O desafio de ler um jornal impresso
Num primeiro momento, nada de mais. Já fiz isto, há muito, muito tempo atrás numa galáxia distante. Primeiro passo: olhar na primeira página o que há de bom para ler. O layout ajuda um pouco, imagens também. Nada muito óbvio, porém. É preciso procurar um pouco, entender a lógica de textos e imagens. Detalhe, não há links. É preciso catar a seção que tem aquela reportagem no miolo do jornal no meio de todas as outras seções. Achada a seção, procurar o número da página na parte de cima. Acabo de me lembrar que as seções se chamam cadernos, pelo menos que seja isto. Achado o caderno, a página, ora de ler a reportagem. Nada interessante, mais do mesmo. Para não perder a viagem, olho ao redor. Nada muito interessante também.
Segundo momento. Fazer todo o primeiro momento de novo, mas como muito mais paciência, pois se deve saber que será assim a cada vez. Mas agora, uma agravante, como percebi logo. As folhas foram se avolumando desorganizadas e, aos poucos, os cadernos foram se tornando folhas soltas, perdidas entre outras, as quais eu me preocupava mais em organizar do que ler. E o que é pior, o vento na área onde me deitava não ajudava muito, e, entre uma palavra e outra lida, uma pausa para desdobrar o jornal, uma paciência perdida entre a linha mal lida.
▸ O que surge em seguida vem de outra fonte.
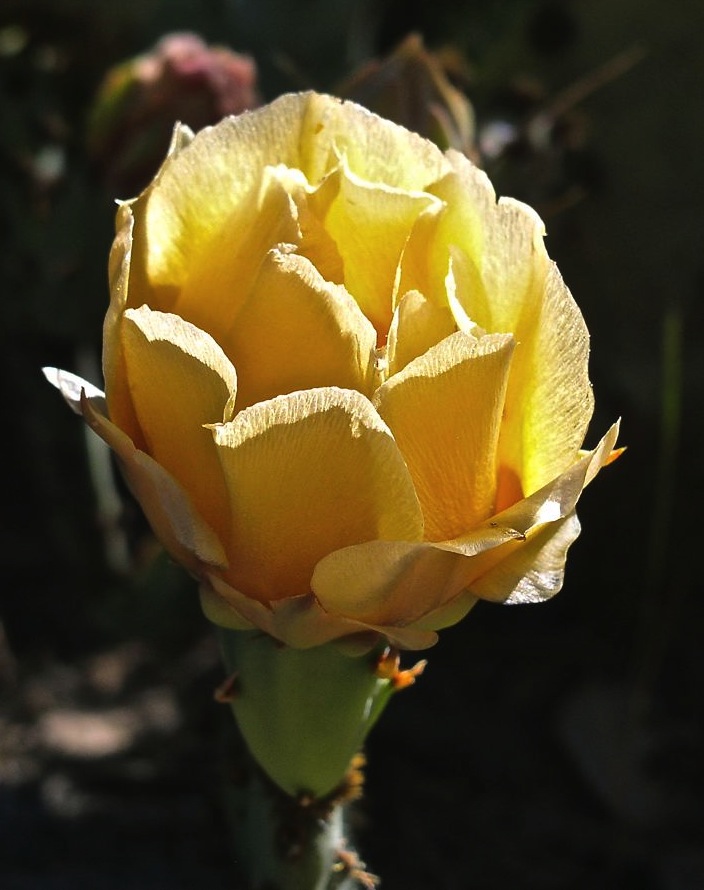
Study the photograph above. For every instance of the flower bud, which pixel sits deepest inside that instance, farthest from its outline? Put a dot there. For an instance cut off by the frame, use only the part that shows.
(180, 80)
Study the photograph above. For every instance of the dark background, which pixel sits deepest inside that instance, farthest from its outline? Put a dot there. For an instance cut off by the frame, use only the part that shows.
(546, 747)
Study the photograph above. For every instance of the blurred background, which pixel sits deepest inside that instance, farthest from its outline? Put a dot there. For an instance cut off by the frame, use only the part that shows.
(546, 747)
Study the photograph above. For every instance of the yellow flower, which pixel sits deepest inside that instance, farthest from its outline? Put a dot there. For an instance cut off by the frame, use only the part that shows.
(348, 387)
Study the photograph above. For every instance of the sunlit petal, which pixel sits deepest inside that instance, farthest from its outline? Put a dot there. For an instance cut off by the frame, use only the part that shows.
(171, 513)
(298, 331)
(179, 380)
(444, 410)
(307, 474)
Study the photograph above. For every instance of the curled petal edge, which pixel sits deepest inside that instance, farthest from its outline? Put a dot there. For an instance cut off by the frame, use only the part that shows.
(168, 508)
(423, 585)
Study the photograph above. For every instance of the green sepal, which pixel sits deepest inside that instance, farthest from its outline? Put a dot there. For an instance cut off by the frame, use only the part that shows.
(304, 713)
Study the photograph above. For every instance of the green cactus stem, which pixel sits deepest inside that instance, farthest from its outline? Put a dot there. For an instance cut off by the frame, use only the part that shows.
(302, 716)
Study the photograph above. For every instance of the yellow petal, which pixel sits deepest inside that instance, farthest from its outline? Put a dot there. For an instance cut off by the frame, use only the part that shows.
(370, 223)
(444, 410)
(308, 473)
(114, 372)
(533, 571)
(171, 514)
(417, 325)
(179, 380)
(549, 401)
(506, 282)
(375, 149)
(422, 587)
(298, 331)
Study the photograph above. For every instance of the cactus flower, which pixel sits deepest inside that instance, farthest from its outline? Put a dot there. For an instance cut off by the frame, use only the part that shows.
(348, 387)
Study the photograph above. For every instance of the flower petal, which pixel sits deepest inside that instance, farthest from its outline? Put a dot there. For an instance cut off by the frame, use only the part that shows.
(180, 380)
(308, 473)
(171, 514)
(444, 410)
(370, 224)
(417, 325)
(423, 587)
(506, 282)
(298, 331)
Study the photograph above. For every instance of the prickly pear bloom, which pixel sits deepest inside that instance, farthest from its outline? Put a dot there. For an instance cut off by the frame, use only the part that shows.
(348, 387)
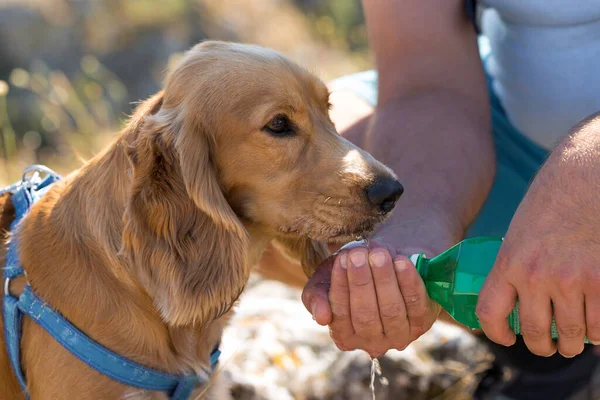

Moral da história. Espero ficar velho para poder vencer o desafio de ler um jornal impresso ou continuar sem ter que os ler até lá. Se as folhas em branco para escrever não deixaram ainda de me satisfazer com o seu brilho e o manuseio da caneta ainda me fascina, mesmo que não tanto, a leitura de jornais impressos não pertence mais a este tempo, cujos momentos, mesmo os mais sonolentos, não permitem este prazer inóspito de outros tempos, como o folhear a esmo um jornal esperando a notÃcia chegar aos olhos, vencidos todos os desafios mencionados.
A diferença entre os meios não é, porém, a facilidade entre um e outro, mas o fato de que a praticidade sempre implica em uma melhoria a qual não dificilmente recusamos. Somos por demais modernos para admitir que algo mais trabalhoso seja melhor. As máquinas nos acostumaram a fazer do trabalho e do lazer algo não penoso, sem muitos contratempos. Ansiamos pelo trabalho e pelo prazer rápido com o qual as máquinas nos acostumaram.
Por fim, resolvi escrever esta aventura. Em poucos cliques ela está pronta e publicada e também esquecida como o jornal que peguei para ler, pois, apesar de importante, as palavras tendem ao esquecimento, como tudo, e a tecnologia apenas nos ajuda a fazê-las permanecer por um tempo maior do que teriam de outro modo. Mas o problema não é esquecê-las, mas não as fazer presente. Quanto tempo eu levaria para publicar este texto de forma impressa? Como o distribuiria? Quem se interessaria? Teria público para comprá-lo? Querer lê-lo mesmo que eu desse gratuitamente?
A tecnoética por trás destas questões colocam um problema que é inevitável se pensar: a tecnologia nos coloca diante de decisões que devemos avaliar não apenas com a nostalgia do antes, mas a partir do inevitabilidade do depois, isto é, de que não há como voltar atrás.